J'en viens au nucléaire, sujet cher à M. Cochet notamment. Le fait que l'activité nucléaire soit publique en France entraîne son acceptabilité par les citoyens. Si, demain, elle devait être gérée par des opérateurs privés, alors la défiance serait au rendez-vous dans la population, mettant à mal des années et des années d'investissements. Une grande majorité de Français ne se sont pas encore rendu compte qu'EDF avait été privatisée et croient qu'EDF-GDF existe encore, ce qui montre bien que cette confiance est complètement liée au fait qu'il s'agissait d'une entreprise publique. Ne vous en déplaise, la création d'EDF-GDF par le Conseil national de la Résistance est une des belles choses qui nous ont été transmises (Applaudissements sur les bancs du groupe SRC), comme la sécurité sociale ou la retraite par répartition, tous choses qui, avec le service public tout entier, constituent le pacte social de notre pays, indispensable pour l'ensemble de nos populations et de nos territoires.

Monsieur le ministre, quel sort envisagez-vous pour la filière nucléaire si toutefois elle devait être privatisée, en tout cas dans sa gestion ?

Par ailleurs, où en est l'appel d'offres pour l'éolien offshore ? M. Borloo nous avait dit que c'était imminent. Mais, depuis, certaines éminences nous ont quittés (Sourires). Cela dit, il va bien falloir préciser l'échéancier.

S'agissant de la file d'attente des installations photovoltaïques, nous avons eu un débat très intéressant. À cet égard, je remercie l'ancien président de la commission des affaires économiques, Patrick Ollier, qui était à l'origine de cette rencontre. Nous avons pu avoir des échanges, les yeux dans les yeux, avec les opérateurs qui vendent de l'énergie photovoltaïque, ceux qui en profitent, ceux qui en profitent un peu moins mais qui voudraient en profiter au moins autant que les autres, et ceux qui nous disent que cela va coûter des milliards et des milliards à la CSPE, qui est adossée au tarif de l'énergie. Monsieur le ministre, je souhaiterais connaître votre point de vue sur cette file d'attente des installations photovoltaïque qui est contestée puisqu'on nous a expliqué qu'elle était plus importante qu'elle ne l'est en réalité.

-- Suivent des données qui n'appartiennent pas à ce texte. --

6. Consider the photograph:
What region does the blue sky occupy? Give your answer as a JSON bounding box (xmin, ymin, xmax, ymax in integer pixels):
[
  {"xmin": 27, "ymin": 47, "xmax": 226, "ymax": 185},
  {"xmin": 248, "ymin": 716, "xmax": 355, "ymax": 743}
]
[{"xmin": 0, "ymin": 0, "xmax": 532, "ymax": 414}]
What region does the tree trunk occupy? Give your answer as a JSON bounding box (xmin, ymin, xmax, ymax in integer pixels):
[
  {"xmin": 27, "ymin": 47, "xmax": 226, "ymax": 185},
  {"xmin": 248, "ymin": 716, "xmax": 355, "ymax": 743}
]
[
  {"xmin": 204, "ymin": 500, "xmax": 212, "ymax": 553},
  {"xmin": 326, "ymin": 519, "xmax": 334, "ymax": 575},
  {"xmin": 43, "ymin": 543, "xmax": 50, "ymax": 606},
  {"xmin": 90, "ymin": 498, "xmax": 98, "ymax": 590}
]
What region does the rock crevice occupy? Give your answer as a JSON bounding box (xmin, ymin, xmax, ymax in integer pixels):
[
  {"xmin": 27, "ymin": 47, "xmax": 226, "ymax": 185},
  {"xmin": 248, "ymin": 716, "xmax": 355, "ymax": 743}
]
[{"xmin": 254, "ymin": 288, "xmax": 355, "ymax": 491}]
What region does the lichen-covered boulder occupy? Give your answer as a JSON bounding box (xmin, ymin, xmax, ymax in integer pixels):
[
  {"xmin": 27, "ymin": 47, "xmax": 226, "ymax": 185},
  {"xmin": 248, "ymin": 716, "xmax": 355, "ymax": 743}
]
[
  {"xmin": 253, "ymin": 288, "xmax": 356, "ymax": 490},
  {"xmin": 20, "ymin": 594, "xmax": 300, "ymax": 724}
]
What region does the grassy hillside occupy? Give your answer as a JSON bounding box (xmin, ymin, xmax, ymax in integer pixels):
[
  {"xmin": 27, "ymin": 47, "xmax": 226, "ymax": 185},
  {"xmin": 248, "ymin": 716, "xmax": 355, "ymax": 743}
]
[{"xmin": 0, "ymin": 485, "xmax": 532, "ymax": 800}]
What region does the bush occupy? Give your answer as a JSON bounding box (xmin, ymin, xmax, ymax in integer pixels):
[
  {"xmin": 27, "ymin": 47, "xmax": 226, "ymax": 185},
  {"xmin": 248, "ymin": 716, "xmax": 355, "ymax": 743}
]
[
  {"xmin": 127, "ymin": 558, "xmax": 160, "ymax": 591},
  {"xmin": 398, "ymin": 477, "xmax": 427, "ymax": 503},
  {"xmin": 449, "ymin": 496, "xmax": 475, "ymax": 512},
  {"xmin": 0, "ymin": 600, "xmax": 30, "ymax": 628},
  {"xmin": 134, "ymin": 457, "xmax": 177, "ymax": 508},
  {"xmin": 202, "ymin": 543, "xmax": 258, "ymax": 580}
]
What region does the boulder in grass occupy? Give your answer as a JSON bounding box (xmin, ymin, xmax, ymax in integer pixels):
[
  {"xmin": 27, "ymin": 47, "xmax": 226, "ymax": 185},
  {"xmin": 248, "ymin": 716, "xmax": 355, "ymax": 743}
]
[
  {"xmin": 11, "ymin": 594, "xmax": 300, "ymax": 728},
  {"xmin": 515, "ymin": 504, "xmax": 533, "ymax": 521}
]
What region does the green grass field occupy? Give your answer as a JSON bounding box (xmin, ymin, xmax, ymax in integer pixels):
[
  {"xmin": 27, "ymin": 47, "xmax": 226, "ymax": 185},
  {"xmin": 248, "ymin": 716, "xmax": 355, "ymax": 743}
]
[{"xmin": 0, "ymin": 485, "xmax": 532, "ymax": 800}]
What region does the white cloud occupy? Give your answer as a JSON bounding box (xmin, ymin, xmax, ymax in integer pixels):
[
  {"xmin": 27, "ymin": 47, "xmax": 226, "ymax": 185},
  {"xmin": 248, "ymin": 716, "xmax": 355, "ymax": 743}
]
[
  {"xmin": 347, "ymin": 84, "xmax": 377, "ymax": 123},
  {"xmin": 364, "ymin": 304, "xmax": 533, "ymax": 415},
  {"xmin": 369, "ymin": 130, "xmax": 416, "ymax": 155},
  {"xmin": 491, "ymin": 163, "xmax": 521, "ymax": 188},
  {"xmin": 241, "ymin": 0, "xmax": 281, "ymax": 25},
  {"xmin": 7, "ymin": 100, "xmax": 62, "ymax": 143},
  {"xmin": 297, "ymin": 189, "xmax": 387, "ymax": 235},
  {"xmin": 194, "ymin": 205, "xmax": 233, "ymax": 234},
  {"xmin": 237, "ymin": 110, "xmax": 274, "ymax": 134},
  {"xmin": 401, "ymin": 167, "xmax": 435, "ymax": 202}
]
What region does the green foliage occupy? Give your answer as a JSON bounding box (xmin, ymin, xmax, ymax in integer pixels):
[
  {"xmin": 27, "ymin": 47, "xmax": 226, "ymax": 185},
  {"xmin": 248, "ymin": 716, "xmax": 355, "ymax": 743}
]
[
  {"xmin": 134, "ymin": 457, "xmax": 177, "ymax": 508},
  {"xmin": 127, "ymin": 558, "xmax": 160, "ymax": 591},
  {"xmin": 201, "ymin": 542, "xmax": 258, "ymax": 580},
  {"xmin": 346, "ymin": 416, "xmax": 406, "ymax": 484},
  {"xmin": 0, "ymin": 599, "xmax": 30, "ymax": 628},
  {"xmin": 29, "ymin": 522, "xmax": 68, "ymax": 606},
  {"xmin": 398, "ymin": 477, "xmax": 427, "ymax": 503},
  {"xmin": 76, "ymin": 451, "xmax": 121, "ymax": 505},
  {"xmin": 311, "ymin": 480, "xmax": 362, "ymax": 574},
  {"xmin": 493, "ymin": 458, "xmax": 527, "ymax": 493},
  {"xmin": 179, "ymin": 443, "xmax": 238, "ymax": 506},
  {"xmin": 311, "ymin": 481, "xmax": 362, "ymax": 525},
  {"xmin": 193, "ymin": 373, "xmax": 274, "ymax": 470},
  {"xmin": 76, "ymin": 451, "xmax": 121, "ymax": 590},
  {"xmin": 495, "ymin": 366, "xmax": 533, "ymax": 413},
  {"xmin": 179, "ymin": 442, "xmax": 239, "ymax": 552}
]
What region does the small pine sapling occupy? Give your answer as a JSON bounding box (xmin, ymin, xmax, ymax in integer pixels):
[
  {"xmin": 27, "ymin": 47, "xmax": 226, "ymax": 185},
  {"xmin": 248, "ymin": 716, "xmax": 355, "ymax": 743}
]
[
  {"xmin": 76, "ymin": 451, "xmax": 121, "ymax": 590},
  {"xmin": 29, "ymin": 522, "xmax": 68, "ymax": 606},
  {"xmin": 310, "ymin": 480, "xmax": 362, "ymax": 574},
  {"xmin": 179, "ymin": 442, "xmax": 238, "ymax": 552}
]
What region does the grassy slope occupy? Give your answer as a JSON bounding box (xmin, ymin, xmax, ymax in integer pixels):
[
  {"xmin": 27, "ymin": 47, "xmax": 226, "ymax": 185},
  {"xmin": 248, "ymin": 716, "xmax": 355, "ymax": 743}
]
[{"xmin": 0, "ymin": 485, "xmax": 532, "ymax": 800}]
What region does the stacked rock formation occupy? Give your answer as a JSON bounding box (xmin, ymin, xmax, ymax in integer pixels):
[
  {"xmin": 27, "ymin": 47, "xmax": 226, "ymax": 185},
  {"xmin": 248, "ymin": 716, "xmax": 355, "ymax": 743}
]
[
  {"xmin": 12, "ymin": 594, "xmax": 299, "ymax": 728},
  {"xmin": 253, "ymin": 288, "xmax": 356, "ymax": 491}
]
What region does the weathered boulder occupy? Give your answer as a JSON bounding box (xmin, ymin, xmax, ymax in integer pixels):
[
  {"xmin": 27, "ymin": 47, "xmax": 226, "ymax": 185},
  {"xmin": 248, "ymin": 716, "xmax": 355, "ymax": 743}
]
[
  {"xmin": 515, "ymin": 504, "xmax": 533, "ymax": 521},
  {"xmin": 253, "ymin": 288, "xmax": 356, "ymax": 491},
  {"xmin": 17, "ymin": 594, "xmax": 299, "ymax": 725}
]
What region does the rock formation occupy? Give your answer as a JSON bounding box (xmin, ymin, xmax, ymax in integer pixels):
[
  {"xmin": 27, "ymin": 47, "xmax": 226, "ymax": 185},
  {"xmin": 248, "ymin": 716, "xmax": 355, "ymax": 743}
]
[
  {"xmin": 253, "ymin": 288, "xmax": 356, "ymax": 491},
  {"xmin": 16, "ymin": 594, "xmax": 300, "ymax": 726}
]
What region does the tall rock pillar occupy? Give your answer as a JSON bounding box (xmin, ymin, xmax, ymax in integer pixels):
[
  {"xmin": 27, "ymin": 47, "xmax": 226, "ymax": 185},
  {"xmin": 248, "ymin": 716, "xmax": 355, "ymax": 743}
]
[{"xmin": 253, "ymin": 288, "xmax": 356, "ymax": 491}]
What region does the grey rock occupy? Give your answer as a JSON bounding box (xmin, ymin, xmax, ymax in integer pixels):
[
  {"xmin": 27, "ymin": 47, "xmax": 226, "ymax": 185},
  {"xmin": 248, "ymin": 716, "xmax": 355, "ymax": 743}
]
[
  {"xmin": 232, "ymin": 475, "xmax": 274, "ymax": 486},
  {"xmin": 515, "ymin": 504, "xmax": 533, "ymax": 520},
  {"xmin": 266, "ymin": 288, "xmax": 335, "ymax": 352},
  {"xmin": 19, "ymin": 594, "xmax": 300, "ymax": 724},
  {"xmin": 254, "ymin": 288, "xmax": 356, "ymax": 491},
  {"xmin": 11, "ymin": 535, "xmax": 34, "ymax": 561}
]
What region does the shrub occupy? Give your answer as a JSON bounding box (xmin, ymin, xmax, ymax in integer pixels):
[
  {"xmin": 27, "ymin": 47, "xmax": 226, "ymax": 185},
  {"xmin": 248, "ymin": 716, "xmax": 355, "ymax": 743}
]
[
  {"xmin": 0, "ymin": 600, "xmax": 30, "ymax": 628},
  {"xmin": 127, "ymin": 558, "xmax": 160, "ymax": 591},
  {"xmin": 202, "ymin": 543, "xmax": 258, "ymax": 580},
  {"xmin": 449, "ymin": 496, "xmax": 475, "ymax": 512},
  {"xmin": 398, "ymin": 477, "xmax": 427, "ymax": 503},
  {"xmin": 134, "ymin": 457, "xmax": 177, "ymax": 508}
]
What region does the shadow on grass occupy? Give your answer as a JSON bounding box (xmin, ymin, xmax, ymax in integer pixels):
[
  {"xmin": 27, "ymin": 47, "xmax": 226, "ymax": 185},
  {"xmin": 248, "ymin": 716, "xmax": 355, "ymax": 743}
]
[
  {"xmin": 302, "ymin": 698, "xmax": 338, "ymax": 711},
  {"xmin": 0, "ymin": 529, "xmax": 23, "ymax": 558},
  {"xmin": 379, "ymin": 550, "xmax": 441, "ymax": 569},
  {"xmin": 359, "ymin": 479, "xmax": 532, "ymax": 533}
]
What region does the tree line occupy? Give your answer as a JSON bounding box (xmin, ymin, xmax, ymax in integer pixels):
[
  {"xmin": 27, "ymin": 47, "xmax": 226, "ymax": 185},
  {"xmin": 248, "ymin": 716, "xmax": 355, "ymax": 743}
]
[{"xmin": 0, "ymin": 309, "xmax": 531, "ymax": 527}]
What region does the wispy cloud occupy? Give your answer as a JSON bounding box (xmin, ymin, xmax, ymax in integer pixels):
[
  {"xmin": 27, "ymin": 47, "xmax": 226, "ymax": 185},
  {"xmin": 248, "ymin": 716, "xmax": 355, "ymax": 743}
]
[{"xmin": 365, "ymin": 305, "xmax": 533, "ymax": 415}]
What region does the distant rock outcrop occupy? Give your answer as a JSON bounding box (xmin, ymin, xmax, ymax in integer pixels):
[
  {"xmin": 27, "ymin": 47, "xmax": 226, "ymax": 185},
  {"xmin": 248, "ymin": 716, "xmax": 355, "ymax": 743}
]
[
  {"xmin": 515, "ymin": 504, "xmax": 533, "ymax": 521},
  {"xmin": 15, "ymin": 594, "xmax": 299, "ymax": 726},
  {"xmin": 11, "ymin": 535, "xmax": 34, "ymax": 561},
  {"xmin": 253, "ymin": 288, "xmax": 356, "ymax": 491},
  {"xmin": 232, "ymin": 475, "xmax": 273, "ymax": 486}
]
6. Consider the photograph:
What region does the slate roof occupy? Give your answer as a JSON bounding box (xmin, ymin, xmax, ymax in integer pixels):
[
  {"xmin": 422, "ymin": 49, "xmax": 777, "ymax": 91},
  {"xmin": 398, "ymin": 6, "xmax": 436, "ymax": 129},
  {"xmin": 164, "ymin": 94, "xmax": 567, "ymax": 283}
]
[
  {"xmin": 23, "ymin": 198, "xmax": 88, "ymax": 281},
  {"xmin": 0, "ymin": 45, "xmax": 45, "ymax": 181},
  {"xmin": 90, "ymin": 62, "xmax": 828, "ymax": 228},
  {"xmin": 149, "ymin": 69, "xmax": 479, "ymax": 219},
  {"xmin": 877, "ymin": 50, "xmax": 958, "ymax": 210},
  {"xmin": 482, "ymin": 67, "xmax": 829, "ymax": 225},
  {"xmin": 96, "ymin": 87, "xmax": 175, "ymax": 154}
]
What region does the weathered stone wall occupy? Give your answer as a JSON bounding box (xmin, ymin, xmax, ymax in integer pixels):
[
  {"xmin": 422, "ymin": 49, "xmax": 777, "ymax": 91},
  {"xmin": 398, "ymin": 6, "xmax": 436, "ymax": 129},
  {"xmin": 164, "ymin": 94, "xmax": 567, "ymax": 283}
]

Par ailleurs, je souhaiterais connaître votre avis sur l'avenir de la contribution climat-énergie dont on ne parle plus alors qu'elle faisait partie des grands engagements du Grenelle. Certes, comme le Grenelle est mort et enterré, on peut comprendre qu'il n'y ait pas de réponse à ces questions, mais je vous pose néanmoins celle-ci.

Autre problème, le prix de l'ARENH. On délibère ici sur une règle du jeu. Mais ce qui importe, c'est de savoir quel sera le prix de l'énergie nucléaire. Jean Proriol prétend qu'il n'augmentera pas. Or il augmentera de 10 % au moins. Mais de combien ? De 42 centimes, de 38 centimes ? Monsieur le ministre, donnez-nous des indications avant l'adoption de ce texte, sinon nous ne sommes vraiment là que pour faire de la littérature ; vous me direz : cela ne changera pas beaucoup.

J'avais cru comprendre que M. Champsaur, libéral sérieux et remarquable que j'ai bien connu, devait être missionné pour réfléchir à ce prix. Mais quand j'ai interrogé M. Apparu à ce sujet, il a semblé évident qu'on n'avait rien demandé à M. Champsaur, contrairement à ce qu'affirmait la presse. On peut donc se demander qui réfléchit à quoi sur une question lourde de sens.